Stock market climbs to a new record high
Wall Street capped a milestone-shattering week Friday with stock indexes hitting more record highs as investors welcomed a report showing the nation's job market was even stronger last month than expected.
The S&P 500 rose 0.8%, its seventh straight gain and seventh consecutive all-time high. The benchmark index also notched its second weekly gain in a row. The Nasdaq also set a record, getting a boost from technology stocks, which led the broad market rally. The only laggards were energy stocks and banks, which fell as Treasury yields headed lower.

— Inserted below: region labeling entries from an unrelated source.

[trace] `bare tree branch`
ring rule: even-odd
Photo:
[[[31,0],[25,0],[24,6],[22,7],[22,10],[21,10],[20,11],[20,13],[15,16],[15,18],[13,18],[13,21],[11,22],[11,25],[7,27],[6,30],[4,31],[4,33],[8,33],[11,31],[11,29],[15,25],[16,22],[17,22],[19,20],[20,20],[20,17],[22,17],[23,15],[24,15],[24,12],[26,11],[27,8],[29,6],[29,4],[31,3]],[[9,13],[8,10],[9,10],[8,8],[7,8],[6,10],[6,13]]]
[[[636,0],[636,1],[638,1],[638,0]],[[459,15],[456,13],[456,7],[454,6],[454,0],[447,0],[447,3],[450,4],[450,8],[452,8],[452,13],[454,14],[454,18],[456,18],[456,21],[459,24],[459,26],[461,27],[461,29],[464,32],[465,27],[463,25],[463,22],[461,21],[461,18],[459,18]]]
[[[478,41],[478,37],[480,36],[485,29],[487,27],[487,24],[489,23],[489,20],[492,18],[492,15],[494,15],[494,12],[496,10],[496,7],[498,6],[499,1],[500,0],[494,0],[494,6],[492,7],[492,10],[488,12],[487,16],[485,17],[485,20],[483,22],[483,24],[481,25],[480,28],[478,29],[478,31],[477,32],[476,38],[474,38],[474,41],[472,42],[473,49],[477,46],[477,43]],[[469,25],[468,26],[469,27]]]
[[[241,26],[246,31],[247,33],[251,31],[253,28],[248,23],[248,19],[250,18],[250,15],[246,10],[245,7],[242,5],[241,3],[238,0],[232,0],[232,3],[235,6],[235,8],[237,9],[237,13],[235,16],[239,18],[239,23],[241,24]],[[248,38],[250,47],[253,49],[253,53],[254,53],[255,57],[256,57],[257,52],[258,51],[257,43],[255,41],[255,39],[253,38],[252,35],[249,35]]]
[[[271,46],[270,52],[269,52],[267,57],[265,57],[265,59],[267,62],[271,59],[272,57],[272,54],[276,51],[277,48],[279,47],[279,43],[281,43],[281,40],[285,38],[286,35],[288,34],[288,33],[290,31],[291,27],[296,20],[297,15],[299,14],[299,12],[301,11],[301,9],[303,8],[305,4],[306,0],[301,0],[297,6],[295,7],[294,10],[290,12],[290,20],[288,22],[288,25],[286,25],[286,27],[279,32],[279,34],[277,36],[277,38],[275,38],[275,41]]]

Economists took the report as a sign that workers will indeed come back into the labor force as more people get vaccinated and the pandemic eases. Perhaps more importantly for markets, some said the numbers likely mean the Federal Reserve can stay on the course it's set, keeping interest rates low for a while longer to support the economy.
"The wage inflation number didn't pick up to the degree some people were anticipating, so that's probably a little bit reassuring to the market as well," said Andrew Mies, chief investment officer at investment advisory firm 6 Meridien.
Restaurant relief runs out of money
A $28.6 billion federal relief fund for restaurants and other food businesses closed this week after running out of money, having fulfilled fewer than a third of the grant requests it received.
The Small Business Administration, which runs the Restaurant Revitalization Fund, told unsuccessful applicants in an email that it was unable to fund all qualified applications because of "overwhelming demand." More than 370,000 business owners applied for more than $75 billion in funding, nearly three times what the program had available. Around 105,000 businesses were approved for grants, which averaged just over $272,000.
"For a hundred thousand restaurants, the RRF has made their future clear and stable, but for the more than 200,000 operators shut out of funding, receiving this letter today only heightens their fear and anger," said Sean Kennedy, a spokesman for the National Restaurant Association. "We need Congress to act."
Bills to add $60 billion have been introduced, with bipartisan backing, in the House and the Senate, but their future on a crowded legislative calendar is unclear.
Logan's steak owner buys J. Alexander's
The parent company of Logan's Roadhouse and several brewery brands has agreed to buy the Nashville-based restaurant chain J. Alexander's Holdings Inc. in a $220 million deal.
SPB Hospitality, which is moving its headquarters to Houston, annnounced Friday that it will pay $14 a share in an all-cash merger with J. Alexander's, which operates 47 restaurants including a restaurant in Chattanooga at 2215 Hamilton Place Boulevard.
J. Alexander's also owns Stoney River Steakhouse and Grill, Redlands Grill, Overland Park Grill and Merus Grill.
The deal is expected to close early in the fourth quarter, the companies said.